Ingevolge artikel 3.117, eerste lid, onder b, van het Activiteitenbesluit, vindt het oprichten, uitbreiden of wijzigen van een dierenverblijf met dieren zonder geuremissiefactor niet plaats, indien binnen de inrichting de afstand tussen enig dierenverblijf waar dieren zonder geuremissiefactor worden gehouden en een geurgevoelig object, na oprichting, uitbreiding of wijziging minder dan 50 meter bedraagt, indien het geurgevoelig object buiten de bebouwde kom is gelegen.
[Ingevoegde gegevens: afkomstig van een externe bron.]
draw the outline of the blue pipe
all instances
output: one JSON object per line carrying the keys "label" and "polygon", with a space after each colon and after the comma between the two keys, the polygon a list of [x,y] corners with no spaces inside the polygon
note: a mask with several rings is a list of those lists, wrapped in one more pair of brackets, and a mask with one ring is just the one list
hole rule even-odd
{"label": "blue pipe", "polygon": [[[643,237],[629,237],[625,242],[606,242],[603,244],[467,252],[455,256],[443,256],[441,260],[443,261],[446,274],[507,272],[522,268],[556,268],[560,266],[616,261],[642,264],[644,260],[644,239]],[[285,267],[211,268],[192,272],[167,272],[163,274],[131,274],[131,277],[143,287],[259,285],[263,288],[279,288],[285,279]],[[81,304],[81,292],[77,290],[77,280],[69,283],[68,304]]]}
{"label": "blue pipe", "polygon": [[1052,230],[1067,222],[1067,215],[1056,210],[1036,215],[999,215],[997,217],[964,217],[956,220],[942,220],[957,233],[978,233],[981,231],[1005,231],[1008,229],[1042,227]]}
Ingevolge artikel 3.118, eerste lid, zijn de artikelen 3.115 tot en met 3.117 niet van toepassing voor zover bij verordening op grond van artikel 6 van de Wet geurhinder en veehouderij (Wgv) andere waarden of afstanden zijn gesteld. In dat geval vindt het oprichten, uitbreiden of wijzigen van een dierenverblijf niet plaats, indien na die oprichting, uitbreiding of wijziging de geurbelasting die de inrichting vanwege dierenverblijven waar dieren met geuremissiefactor worden gehouden veroorzaakt op geurgevoelige objecten, groter is dan de in de verordening vastgestelde belasting dan wel, indien binnen de inrichting de afstand tussen enig dierenverblijf waar dieren zonder geuremissiefactor worden gehouden en een geurgevoelig object kleiner is dan in de verordening vastgestelde afstand.
Ingevolge artikel 4, eerste lid, aanhef en onder b, van de Wgv bedraagt de afstand tussen een veehouderij waar dieren worden gehouden van een diercategorie waarvoor niet bij ministeriële regeling een geuremissiefactor is vastgesteld en een geurgevoelig object ten minste 50 meter indien het geurgevoelig object buiten de bebouwde kom is gelegen.
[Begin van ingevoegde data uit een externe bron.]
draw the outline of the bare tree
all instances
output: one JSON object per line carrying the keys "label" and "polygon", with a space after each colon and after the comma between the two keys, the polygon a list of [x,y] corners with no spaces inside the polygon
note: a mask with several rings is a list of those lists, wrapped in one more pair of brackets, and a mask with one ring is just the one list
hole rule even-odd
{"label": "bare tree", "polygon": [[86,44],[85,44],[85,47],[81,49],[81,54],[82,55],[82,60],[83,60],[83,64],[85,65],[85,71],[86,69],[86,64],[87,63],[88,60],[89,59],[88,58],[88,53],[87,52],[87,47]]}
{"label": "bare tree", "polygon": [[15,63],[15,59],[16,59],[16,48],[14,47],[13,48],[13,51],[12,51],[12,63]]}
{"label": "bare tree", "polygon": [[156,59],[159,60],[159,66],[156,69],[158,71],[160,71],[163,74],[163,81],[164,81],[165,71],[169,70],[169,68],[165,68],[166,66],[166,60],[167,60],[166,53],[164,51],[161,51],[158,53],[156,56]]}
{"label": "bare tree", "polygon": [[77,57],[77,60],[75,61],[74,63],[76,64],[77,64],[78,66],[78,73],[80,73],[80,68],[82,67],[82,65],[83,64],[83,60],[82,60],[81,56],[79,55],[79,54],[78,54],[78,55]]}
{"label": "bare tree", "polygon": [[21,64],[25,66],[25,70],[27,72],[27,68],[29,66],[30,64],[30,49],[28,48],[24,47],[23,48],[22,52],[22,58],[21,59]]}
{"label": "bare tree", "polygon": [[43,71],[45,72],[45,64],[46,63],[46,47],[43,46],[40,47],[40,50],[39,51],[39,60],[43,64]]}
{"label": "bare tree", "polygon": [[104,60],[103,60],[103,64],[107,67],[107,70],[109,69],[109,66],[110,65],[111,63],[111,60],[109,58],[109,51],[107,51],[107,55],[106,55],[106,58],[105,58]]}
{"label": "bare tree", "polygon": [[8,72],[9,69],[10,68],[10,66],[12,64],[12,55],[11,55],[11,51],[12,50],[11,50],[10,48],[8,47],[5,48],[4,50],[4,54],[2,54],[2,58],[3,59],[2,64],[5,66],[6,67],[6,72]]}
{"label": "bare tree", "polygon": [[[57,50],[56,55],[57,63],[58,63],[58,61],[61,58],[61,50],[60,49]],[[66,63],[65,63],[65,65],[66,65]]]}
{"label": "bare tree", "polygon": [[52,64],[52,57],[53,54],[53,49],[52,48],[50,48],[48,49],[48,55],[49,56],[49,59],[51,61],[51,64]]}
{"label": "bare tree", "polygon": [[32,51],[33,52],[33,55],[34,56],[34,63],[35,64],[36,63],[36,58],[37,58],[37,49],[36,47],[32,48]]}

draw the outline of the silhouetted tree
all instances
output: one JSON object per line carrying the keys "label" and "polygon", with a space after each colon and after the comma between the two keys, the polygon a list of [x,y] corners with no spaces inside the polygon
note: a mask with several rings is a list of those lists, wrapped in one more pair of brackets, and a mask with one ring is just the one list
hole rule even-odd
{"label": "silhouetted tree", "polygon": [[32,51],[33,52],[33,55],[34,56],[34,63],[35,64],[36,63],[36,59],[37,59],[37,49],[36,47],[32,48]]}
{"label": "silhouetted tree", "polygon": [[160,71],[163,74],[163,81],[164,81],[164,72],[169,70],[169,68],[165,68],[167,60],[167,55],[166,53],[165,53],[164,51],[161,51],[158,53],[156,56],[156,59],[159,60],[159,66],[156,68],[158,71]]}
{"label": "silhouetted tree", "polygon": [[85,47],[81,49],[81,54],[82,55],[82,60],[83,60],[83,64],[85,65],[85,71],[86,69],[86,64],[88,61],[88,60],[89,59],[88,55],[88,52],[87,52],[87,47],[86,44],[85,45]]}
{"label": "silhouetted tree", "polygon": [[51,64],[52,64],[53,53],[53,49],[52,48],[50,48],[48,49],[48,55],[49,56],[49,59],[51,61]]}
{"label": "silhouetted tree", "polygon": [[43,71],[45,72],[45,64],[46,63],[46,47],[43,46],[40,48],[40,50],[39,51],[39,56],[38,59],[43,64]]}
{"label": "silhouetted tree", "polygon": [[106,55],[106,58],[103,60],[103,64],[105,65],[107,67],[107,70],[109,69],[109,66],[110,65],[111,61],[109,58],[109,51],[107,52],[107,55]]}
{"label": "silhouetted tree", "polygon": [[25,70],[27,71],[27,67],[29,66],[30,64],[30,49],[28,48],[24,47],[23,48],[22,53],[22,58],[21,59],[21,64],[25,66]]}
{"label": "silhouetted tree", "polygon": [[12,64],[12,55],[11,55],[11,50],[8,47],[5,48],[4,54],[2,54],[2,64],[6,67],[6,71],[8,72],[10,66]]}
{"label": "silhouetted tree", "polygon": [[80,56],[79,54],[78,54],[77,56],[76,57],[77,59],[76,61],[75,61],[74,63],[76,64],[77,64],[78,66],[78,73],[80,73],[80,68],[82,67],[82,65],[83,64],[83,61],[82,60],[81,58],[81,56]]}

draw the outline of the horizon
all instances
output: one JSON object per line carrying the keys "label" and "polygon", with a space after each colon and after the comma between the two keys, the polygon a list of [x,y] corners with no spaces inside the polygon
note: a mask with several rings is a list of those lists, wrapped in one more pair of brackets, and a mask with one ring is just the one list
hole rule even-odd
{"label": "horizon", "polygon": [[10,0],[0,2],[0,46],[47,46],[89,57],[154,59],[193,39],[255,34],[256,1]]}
Ingevolge artikel 6, derde lid, aanhef en onder b, van de Wgv kan bij gemeentelijke verordening worden bepaald dat binnen een deel van het grondgebied van de gemeente een andere afstand van toepassing is dan de afstand genoemd in artikel 4, eerste lid, met dien verstande dat deze ten minste 25 meter bedraagt indien het geurgevoelig
object buiten de bebouwde kom is gelegen. Bij besluit van 21 april 2009 heeft de raad van de gemeente Lopik een geurgebiedsvisie en geurverordening als bedoeld in artikel 6 Wgv vastgesteld. In artikel 4 van de geurverordening is de minimale afstand voor geurbelasting, in afwijking van artikel 4, eerste lid en onder b, van de Wgv gesteld op 25 meter. Nu bij verordening op grond van artikel 6 van de Wgv andere afstanden zijn gesteld zijn de afstanden als bedoeld in artikel 3.117, eerste lid, van het Activiteitenbesluit niet meer van toepassing, mits voldaan wordt aan de voorwaarde dat de veehouderij minder dan 200 stuks melkrundvee (en 140 stuks jongvee) en/of 50 overige dieren heeft. Indien dit niet het geval is dient de minimale afstand alsnog 50 meter te bedragen.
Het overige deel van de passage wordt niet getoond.